25 Years from the Most Important Moment


It's been brought to my attention, and in retrospect it's amazing I didn't sense it on my own, that this week marks 25 years since the day that I and 30+ other Notre Dame and St. Mary's students left on a Pan Am jet for the small village of Maynooth, Ireland.

I would travel to every bend of the country during that sophomore year of 1988-89, sometimes carrying nothing but a backpack, a journal and my thumb. But I also extended my travels to the continent and beyond. At the age of 19, I found myself skiing the Alps, gazing up at the Glockenspiel, walking among the ghosts of Masada, viewing the despairing slums of Gaza from the comfortable remove of a U.N. bus, swimming (I should say floating) in the Dead Sea, lighting a candle inside St. Peter's Basilica, riding the street cars of Budapest, staring in genuine awe at the Mona Lisa, and busking on Dublin's Grafton Street (and once on a boat to the Aran Islands).

Yet, despite the fact that I recall this year as often as one remembers a departed family member, these aren't the things I think about. What I really remember are the walks. 

The house that I shared with fellow Americans Pat, Bryan and Trace was two miles from everything: the college, the grocery store, the laundromat, the pub ("The Roost"), the ATM, the phone booth, the chipper. You couldn't even get a shower without first taking a good walk (and thus needing it even more). The first leg of the journey took you out of our bland, cookie-cutter housing development, Cluain Aoibhinn ("Kloon Even"). The bulk of it sent you along a narrow road marked at the halfway point by a "News Agent," at which I bought no newspapers but many Cadbury Dairy Milk bars.
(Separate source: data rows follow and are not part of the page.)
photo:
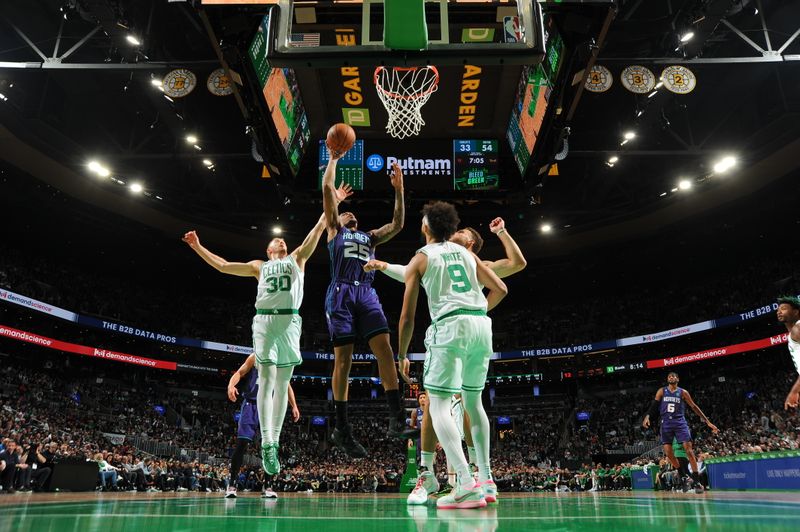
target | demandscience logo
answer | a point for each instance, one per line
(375, 162)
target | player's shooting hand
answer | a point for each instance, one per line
(397, 177)
(232, 393)
(374, 264)
(192, 239)
(343, 192)
(791, 400)
(497, 225)
(403, 368)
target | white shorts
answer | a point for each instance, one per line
(458, 349)
(276, 339)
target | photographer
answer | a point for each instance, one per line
(9, 464)
(35, 475)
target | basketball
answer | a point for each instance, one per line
(341, 138)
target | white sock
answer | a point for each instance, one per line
(280, 400)
(449, 438)
(473, 458)
(480, 430)
(266, 387)
(426, 459)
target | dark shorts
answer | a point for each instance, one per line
(353, 311)
(248, 421)
(675, 430)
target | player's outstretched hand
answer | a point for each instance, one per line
(397, 177)
(232, 393)
(374, 265)
(343, 192)
(192, 239)
(403, 368)
(497, 225)
(791, 400)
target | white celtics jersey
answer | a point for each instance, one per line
(280, 285)
(451, 280)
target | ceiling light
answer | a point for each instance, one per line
(724, 164)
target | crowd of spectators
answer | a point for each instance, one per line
(537, 319)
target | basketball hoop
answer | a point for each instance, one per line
(403, 91)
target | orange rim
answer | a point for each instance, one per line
(394, 95)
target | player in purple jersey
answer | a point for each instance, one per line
(352, 307)
(670, 403)
(246, 378)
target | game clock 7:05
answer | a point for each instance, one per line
(475, 165)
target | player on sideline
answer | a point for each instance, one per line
(511, 264)
(458, 342)
(789, 315)
(248, 419)
(276, 325)
(353, 310)
(670, 403)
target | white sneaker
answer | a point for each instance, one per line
(426, 484)
(463, 497)
(489, 490)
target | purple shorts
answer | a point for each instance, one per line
(353, 311)
(671, 430)
(248, 421)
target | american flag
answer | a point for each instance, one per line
(301, 40)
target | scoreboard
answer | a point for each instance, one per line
(475, 165)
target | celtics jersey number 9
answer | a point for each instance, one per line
(280, 285)
(451, 280)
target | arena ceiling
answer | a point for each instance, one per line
(98, 102)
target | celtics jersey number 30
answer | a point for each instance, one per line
(280, 285)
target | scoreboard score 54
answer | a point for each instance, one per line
(475, 165)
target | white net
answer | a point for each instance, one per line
(403, 92)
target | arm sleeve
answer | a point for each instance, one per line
(396, 272)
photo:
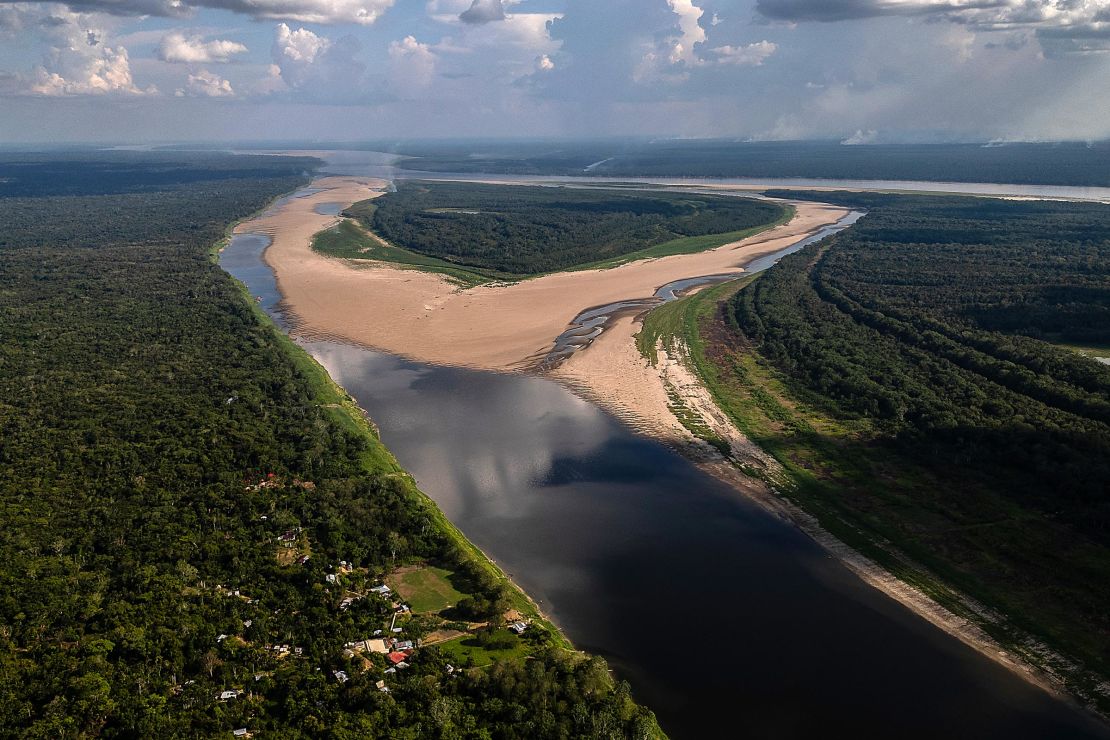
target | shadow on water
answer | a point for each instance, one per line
(727, 621)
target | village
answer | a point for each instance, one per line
(400, 615)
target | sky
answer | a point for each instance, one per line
(859, 71)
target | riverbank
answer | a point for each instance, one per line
(458, 455)
(672, 353)
(339, 405)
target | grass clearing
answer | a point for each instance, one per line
(350, 241)
(426, 588)
(687, 244)
(473, 650)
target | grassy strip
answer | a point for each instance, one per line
(821, 456)
(687, 244)
(376, 459)
(350, 241)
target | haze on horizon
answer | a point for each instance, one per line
(854, 70)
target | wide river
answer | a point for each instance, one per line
(727, 621)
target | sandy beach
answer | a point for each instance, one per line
(503, 327)
(426, 317)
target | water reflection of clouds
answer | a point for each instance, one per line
(474, 442)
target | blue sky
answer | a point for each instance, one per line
(858, 70)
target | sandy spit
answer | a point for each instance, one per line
(426, 317)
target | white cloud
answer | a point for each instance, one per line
(692, 33)
(861, 138)
(483, 11)
(753, 54)
(299, 47)
(318, 68)
(1062, 26)
(178, 48)
(107, 71)
(205, 84)
(362, 12)
(79, 60)
(412, 64)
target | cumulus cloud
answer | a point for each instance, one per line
(690, 31)
(752, 54)
(861, 138)
(362, 12)
(79, 60)
(412, 64)
(107, 71)
(318, 68)
(483, 11)
(178, 48)
(1060, 24)
(205, 84)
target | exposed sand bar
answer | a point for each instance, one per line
(426, 317)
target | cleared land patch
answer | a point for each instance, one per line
(426, 588)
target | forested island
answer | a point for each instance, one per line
(514, 231)
(906, 375)
(202, 534)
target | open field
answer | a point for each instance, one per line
(426, 588)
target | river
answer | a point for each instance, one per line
(726, 621)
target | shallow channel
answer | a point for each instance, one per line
(726, 621)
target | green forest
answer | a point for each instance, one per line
(904, 372)
(195, 517)
(516, 230)
(1056, 163)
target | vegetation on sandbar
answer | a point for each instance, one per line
(198, 521)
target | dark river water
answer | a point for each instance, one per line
(726, 621)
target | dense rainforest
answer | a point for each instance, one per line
(522, 230)
(922, 401)
(1062, 163)
(192, 519)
As you neared the school, you took a stone bridge over a small canal that ran along a horse pasture. Then finally, after nearly 20 minutes, you spied the castle ruin marking the entrance to St. Patrick's College. I made this walk every day, at least twice a day, for eight months.
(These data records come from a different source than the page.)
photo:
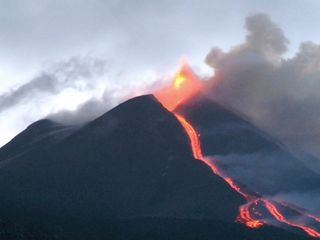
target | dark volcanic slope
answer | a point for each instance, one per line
(245, 152)
(133, 161)
(129, 174)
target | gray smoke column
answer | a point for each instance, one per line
(281, 95)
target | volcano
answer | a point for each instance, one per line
(130, 174)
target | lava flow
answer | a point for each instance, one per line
(184, 86)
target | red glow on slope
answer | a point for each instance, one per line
(277, 215)
(184, 86)
(246, 218)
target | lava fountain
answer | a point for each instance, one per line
(185, 85)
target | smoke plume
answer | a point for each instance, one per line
(279, 94)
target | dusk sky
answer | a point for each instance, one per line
(72, 51)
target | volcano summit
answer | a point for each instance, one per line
(134, 173)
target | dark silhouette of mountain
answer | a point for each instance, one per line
(128, 174)
(244, 152)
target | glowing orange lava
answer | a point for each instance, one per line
(184, 86)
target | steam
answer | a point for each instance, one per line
(281, 95)
(76, 73)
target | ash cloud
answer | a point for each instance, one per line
(76, 72)
(279, 94)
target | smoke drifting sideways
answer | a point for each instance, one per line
(279, 94)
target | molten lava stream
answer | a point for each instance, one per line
(184, 86)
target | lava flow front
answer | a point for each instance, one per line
(184, 86)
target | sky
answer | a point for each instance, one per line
(56, 55)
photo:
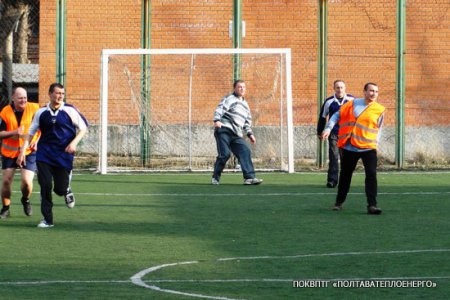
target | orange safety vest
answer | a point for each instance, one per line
(361, 131)
(11, 146)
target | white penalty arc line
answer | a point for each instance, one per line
(137, 278)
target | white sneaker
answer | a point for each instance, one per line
(44, 224)
(252, 181)
(70, 199)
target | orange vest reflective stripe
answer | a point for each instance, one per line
(11, 146)
(362, 131)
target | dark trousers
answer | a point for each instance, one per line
(348, 165)
(228, 142)
(48, 174)
(333, 156)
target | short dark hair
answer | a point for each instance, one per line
(55, 85)
(17, 87)
(237, 81)
(366, 86)
(338, 80)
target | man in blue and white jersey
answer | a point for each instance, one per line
(330, 106)
(62, 128)
(231, 117)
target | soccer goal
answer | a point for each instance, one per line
(157, 107)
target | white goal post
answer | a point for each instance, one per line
(167, 97)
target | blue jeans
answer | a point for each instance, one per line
(228, 142)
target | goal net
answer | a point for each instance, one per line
(157, 107)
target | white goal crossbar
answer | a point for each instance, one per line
(106, 53)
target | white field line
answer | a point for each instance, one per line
(246, 194)
(137, 278)
(233, 172)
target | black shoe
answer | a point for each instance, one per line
(331, 184)
(337, 207)
(27, 207)
(70, 199)
(373, 210)
(4, 213)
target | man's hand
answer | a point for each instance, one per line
(71, 148)
(21, 161)
(325, 134)
(252, 139)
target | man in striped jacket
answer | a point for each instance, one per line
(231, 117)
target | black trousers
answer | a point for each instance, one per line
(228, 142)
(333, 156)
(348, 164)
(48, 174)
I have no real recollection of what I thought about on these daily journeys, sometimes completed with my roommates, more often alone, sometimes on the way to the main road where you hitchhiked to Dublin, often late at night after The Roost had finally closed its doors. But I do remember one particular morning. It was midway through the year. I'm sure the air was laced with co-mingled coal and peat moss smoke rising from every house chimney. I was likely sporting worn black suede shoes with slightly detached soles, and wearing three layers of denim and flannel underneath my favorite maroon-and-black-checkered jacket.
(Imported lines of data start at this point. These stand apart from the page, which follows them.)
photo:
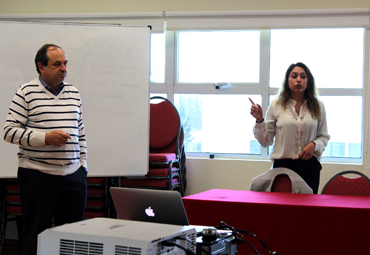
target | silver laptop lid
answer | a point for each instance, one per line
(149, 205)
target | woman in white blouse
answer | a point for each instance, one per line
(297, 121)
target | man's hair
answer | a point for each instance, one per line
(41, 55)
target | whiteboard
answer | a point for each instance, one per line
(110, 67)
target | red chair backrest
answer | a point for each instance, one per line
(342, 185)
(164, 127)
(282, 183)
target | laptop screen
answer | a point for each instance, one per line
(149, 205)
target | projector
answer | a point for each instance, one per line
(117, 237)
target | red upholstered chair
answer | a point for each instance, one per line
(97, 202)
(10, 208)
(167, 168)
(282, 183)
(348, 182)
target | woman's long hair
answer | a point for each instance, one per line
(310, 93)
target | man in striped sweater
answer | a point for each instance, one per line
(45, 120)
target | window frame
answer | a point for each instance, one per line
(171, 86)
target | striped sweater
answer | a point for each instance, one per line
(34, 112)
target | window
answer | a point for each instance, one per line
(252, 63)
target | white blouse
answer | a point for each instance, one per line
(292, 132)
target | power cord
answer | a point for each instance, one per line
(236, 233)
(170, 244)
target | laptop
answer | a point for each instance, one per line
(149, 205)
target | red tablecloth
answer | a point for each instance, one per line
(290, 224)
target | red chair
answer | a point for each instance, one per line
(282, 183)
(356, 185)
(167, 168)
(10, 208)
(97, 202)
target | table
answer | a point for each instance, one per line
(290, 224)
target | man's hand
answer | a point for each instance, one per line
(56, 138)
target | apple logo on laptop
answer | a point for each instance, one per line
(149, 211)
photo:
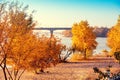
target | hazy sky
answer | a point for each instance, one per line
(66, 12)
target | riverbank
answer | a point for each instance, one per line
(82, 70)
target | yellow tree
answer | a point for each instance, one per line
(19, 47)
(46, 54)
(15, 30)
(113, 38)
(83, 38)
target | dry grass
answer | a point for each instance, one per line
(81, 70)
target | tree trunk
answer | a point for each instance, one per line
(5, 75)
(85, 54)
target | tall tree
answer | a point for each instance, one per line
(15, 30)
(83, 38)
(113, 40)
(19, 46)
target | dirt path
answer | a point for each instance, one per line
(72, 71)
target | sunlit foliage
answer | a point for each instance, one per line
(19, 46)
(113, 38)
(83, 38)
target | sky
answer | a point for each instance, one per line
(64, 13)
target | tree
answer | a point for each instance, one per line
(83, 38)
(46, 54)
(15, 30)
(20, 47)
(113, 40)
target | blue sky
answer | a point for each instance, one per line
(66, 12)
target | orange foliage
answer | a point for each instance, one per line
(113, 38)
(83, 37)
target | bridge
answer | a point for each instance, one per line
(52, 29)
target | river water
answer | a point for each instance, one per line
(68, 41)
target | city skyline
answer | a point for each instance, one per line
(52, 13)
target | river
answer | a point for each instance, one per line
(67, 41)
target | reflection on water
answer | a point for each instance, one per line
(68, 41)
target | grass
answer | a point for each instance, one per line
(82, 70)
I crossed that stone bridge and stared at the frost underneath the hooves of the horses, and at that moment, something washed over me that I've always found impossible to describe. Pete Townshend writes about hearing gorgeous music in his head as boy while on the sea one day--strains he's never been able to adequately recreate (though he says he came closest in the introduction to "Baba O'Reilly"). I can equate my feeling only to the correction of an astigmatism, like images that had always been split, fragmented and malformed finally coming together into perfect, sharp focus. But the images were me. And in that odd, glorious moment, it was as if I finally felt some kind of defined place in the universe: right, comfortable, genuinely spiritual. So overwhelmed by the feeling, I stopped and inhaled its euphoria along with the coal, peat and chill. And then, just as quickly as it had come, it vanished. I wouldn't be surprised if everybody on that program experienced something similar in their own way. It's the reason why I and the handful of others on my return flight cried in silence the second our plane left the ground in Shannon and headed west to bring us home.

I still bemoan never being able to conjure that cosmic ecstasy in Maynooth 25 years ago, but over time I find myself letting the wanting go in favor of hoping that others, especially my son, have the chance to feel something similar. I partly owe my Irish experience to my father's insistence that all of his children study abroad. And since his sudden death in May, I find myself wondering if his 77 years ever delivered him a comparable, magical moment. I imagine that if it did happen, it was while he was in college or grad school, before he chose the path of taking responsibility for other people and institutions, maybe when he was a newspaper reporter in St. Louis or Minneapolis--some point in his life when he was young and idealistic, doing what he truly loved, and able to accept the universe's generous offer of a unique place, just for him, just for that moment.  

Comments

Kristen Gill said…
Fantastic read, Mark. I was nearly in tears myself. Thank you for capturing in words what many others of us on the program certainly felt, but may never be able to put down in words. "Slainte!"